Here at Conveyal, we work with US Census data a lot. Historically, retrieving this data has been a bit difficult,
as you have to get the block level geometries from one place,
data on demographics from another, and data on employment
from a third. You then have to extract all the files and join them in GIS. It’s even
more complicated if you hail from an urban area that encompasses multiple states (like the home of Conveyal: Washington, DC).
Finally, you have to interpret the column codes to map them to something meaningful for analysis (who knew that
“number of jobs in manufacturing”, for example?)

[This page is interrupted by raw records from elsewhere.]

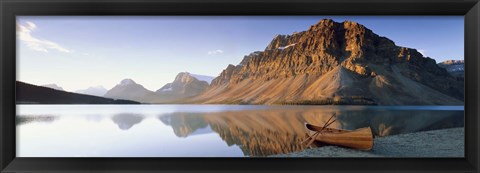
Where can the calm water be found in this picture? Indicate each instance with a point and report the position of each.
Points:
(203, 130)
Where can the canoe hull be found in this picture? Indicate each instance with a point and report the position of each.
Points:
(361, 139)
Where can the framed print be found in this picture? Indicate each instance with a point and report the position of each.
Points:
(159, 86)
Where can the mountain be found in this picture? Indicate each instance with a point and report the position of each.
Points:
(205, 78)
(32, 94)
(129, 90)
(335, 63)
(53, 86)
(185, 85)
(454, 67)
(94, 91)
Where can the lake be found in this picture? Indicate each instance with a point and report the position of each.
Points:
(204, 130)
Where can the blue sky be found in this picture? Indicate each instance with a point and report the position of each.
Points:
(78, 52)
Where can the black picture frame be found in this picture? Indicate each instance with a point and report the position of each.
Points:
(11, 8)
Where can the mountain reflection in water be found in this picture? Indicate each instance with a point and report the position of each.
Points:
(275, 131)
(125, 121)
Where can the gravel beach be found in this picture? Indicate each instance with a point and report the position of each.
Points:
(435, 143)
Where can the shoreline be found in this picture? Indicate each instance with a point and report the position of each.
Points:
(435, 143)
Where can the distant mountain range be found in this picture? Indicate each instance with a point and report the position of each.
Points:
(54, 86)
(184, 85)
(94, 91)
(330, 63)
(32, 94)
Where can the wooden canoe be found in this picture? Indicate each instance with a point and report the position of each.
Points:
(361, 139)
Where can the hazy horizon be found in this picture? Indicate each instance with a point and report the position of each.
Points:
(80, 52)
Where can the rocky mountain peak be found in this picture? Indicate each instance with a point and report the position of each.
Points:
(306, 56)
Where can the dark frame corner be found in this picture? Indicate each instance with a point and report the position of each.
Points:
(10, 8)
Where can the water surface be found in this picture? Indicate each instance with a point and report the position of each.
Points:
(204, 130)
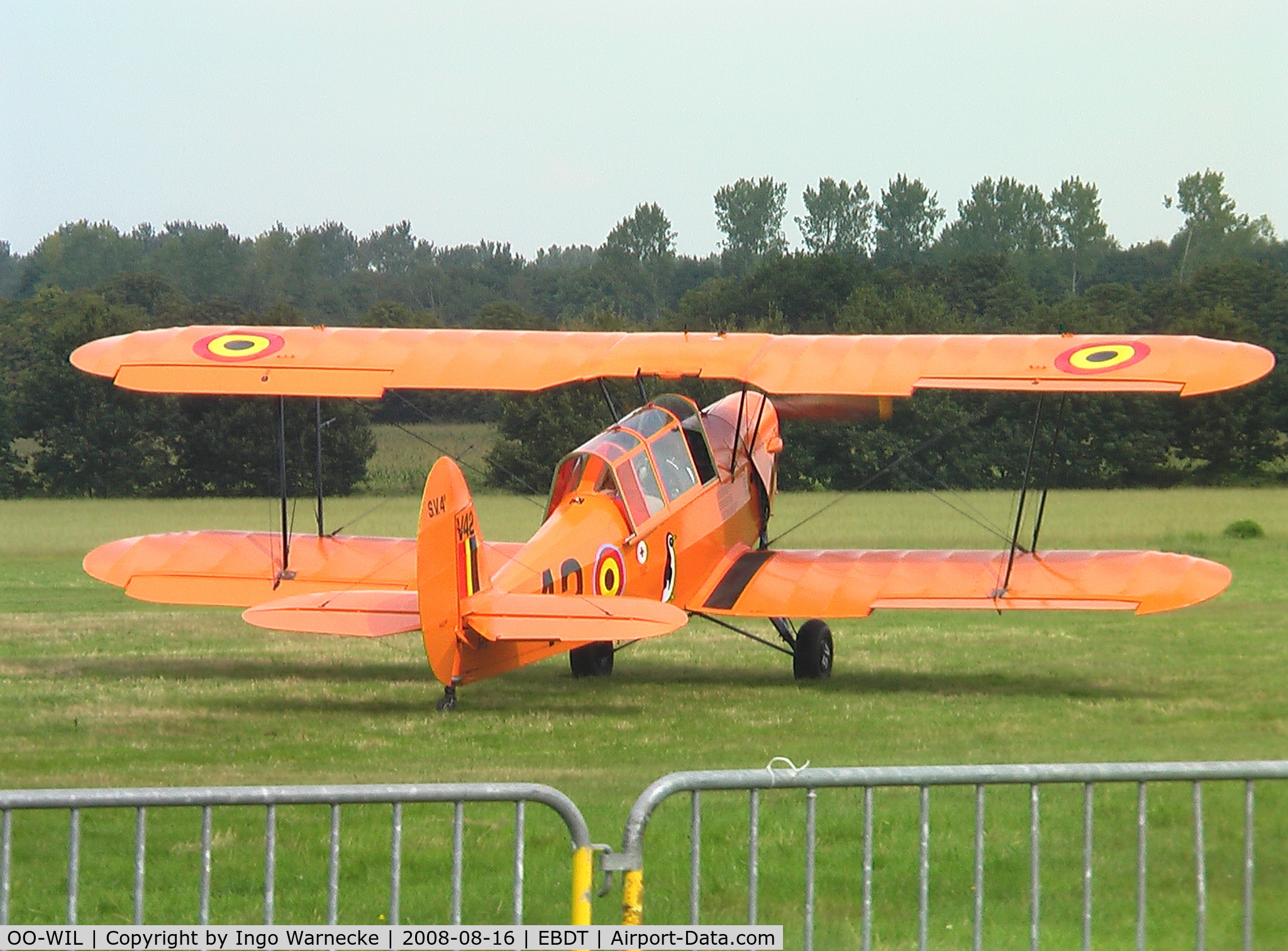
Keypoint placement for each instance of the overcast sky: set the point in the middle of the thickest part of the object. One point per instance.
(548, 123)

To solve this problem, we decided to create a seamless data source for US Census data. We retrieved the 11 million block-level geometries for all US states and territories, as well as LODES data for states where it is available. We merged all of these state-level datasets into a single national file, and then split it up into 63,645 Web Mercator tiles at zoom 11, stored on S3 in GeoBuf format. Each tile includes all blocks whose envelope overlaps that tile. We use our seamless-census tool to perform this processing step. We also gave all those cryptic columns human-readable names; since we’re not using shapefiles, column names are not limited to ten characters.
Once we’ve done that, it’s relatively easy to extract data for an arbitrary geographic bounding box (even one that crosses state lines). We just select the tiles that overlap the area of interest, download them, and then run the features through a final geographic filter to weed out any overselection. Once we’ve done that, we can dump the features to a new GeoBuf file. We also wrote a tool to do that, which is also in the GitHub repository. It’s also possible to perform extracts programatically from Java using our library, and it wouldn’t be hard to implement the extractor in another language.
There’s no reason why we should keep this to ourselves, either. This is open data and it should be accessible to the world,
so we’ve gone ahead and made the S3 bucket (
lodes-data) where we store the tiles public. It’s a requester-pays bucket, so anyone using
it pays the (miniscule) S3 bandwidth costs directly to Amazon. Just use the credentials from your AWS account to access it;
the bandwidth you use will be added to your AWS bill. The data are the 2015 TIGER/Line blocks for every state, and 2013 LODES data
for all segments and job types. Massachusetts, Puerto Rico and the US Virgin Islands have no data available, and
Kansas uses the 2011 data (rather than 2013) since newer data is not available. We haven’t put demographic data from the
decennial census in yet.
The format we’ve devised isn’t specific to the US Census, either. We could use exactly the same infrastructure to handle extracts from any large dataset that can be represented as vector data, and then it could be accessed using the same tooling.
The extractor is also available as a Java class (see SeamlessSource and its subclasses in the seamless-census repository), so it’s easy to integrate with programs written in Java. The extractor is fairly simple, so it shouldn’t be difficult to port it to other languages where a geobuf library exists.